The regulatory framework in India does not restrict any type of company to roll out Equity Incentive Plans / ESOPs for the benefit of its Employees. Though the legal coverage varies from one company to the other, apart from proprietorships, LLPs and partnership firms, no other entity is prohibited from facilitating the same barring those that are listed.
The Securities and Exchange Board of India (SEBI), has put in a place a separate set of regulations named as Share Based Employee Benefit Regulations, 2014. Any kind of Equity Incentive Plan chalked out by a listed entity must be aligned to the provisions of the said regulations. For non-listed companies, lawmakers have chalked out governing provisions under the Companies Act, 2013 and Rules thereunder, thereby smoothening the path for the corporates to rethink and frame such incentive plans to reward their staff for their performance and loyalty.
Further, it is quite interesting to see that the ESOPs trend is on a constant increase in startup ventures. It is a strategy being adapted to attract and retain talent in a competitive market. A startup cannot afford to pay an industry standard salary, and therefore the trend of offering equity stake to people pivotal positions in the company is increasing.
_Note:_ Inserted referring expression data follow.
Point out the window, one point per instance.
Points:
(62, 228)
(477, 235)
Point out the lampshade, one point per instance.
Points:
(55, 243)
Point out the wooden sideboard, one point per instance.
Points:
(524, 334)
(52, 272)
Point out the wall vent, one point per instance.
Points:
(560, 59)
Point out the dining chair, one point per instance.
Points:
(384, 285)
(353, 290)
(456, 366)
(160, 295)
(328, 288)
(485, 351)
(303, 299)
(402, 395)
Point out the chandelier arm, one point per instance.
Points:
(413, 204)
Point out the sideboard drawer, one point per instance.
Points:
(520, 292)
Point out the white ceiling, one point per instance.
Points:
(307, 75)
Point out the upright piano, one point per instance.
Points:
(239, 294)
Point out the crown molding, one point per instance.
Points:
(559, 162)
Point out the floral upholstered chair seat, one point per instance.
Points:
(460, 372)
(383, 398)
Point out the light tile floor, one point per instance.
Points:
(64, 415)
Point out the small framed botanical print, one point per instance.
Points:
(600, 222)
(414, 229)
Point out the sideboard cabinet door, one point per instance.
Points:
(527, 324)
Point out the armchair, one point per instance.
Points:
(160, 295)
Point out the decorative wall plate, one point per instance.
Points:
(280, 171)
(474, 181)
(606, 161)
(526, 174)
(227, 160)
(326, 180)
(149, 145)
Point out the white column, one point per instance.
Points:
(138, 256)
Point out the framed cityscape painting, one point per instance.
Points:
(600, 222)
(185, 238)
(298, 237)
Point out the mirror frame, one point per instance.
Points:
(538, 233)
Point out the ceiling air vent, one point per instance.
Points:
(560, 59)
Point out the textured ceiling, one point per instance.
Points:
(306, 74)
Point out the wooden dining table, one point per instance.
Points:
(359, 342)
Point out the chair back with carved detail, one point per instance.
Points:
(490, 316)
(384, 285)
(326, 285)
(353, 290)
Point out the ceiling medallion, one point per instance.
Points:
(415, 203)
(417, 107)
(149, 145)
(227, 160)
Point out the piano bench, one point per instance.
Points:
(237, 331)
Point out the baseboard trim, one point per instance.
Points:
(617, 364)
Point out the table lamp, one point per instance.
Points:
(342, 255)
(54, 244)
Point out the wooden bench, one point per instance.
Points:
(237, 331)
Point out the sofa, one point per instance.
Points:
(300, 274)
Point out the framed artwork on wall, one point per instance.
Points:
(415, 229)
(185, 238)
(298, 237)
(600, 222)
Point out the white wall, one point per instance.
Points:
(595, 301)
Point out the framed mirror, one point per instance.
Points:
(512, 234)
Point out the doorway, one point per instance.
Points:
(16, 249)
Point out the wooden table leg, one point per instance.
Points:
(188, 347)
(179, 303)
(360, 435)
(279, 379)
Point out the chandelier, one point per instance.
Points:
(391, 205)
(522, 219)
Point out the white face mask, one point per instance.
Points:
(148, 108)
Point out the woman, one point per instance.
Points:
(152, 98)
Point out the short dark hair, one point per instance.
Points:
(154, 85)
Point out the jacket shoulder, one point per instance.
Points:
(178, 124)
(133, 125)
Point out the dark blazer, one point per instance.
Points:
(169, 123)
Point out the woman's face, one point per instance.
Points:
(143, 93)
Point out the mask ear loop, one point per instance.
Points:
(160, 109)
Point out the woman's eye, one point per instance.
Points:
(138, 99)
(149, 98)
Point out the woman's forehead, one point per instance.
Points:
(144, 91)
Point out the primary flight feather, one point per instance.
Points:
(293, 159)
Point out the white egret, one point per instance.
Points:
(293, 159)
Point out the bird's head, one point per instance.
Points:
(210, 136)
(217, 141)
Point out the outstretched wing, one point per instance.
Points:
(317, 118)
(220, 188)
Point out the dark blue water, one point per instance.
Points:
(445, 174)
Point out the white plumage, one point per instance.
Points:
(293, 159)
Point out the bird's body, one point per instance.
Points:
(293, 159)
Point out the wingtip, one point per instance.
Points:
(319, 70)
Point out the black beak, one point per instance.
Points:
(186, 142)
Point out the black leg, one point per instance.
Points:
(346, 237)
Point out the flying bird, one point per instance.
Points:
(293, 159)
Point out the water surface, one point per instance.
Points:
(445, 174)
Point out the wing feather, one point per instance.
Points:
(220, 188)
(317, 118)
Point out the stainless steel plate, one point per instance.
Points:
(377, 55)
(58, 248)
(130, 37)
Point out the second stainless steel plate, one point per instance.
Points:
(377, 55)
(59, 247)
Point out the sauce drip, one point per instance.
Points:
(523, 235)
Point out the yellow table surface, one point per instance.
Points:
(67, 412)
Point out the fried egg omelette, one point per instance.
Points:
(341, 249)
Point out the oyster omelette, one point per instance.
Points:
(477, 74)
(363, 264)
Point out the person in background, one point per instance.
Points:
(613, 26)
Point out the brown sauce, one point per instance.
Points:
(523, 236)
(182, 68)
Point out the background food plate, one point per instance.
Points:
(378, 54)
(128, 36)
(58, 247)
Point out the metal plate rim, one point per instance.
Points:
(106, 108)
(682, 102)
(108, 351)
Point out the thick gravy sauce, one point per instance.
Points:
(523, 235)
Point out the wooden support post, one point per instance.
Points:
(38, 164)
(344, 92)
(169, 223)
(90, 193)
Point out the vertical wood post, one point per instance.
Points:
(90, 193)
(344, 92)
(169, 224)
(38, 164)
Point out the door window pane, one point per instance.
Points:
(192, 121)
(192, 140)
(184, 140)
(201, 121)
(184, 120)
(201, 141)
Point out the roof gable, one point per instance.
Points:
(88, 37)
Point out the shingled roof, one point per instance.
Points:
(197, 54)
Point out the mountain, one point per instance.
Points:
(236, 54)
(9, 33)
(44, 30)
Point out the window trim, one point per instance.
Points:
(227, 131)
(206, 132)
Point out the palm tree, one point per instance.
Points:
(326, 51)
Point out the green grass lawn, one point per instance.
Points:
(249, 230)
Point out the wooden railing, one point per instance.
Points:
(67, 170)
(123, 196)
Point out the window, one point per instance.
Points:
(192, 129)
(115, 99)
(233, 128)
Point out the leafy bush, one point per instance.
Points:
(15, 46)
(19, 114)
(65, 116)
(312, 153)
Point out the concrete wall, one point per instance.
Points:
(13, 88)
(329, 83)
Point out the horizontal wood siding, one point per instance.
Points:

Growth, development, and broadening horizons of business in India as well as overseas have awakened the entrepreneurs towards employee recognition and retention. The longterm growth potential of a business is directly proportional to the ability to maintain a balance between employee satisfaction and preservation of its assets and financial resources. Companies are extensively focusing on providing various kinds of benefits to their employees over and above the fixed salary. In such a scenario, ESOPs proves to be the metaphorical carrot, as a diligent employee reward tool, not involving cash outflow, and make them a partner in your growth.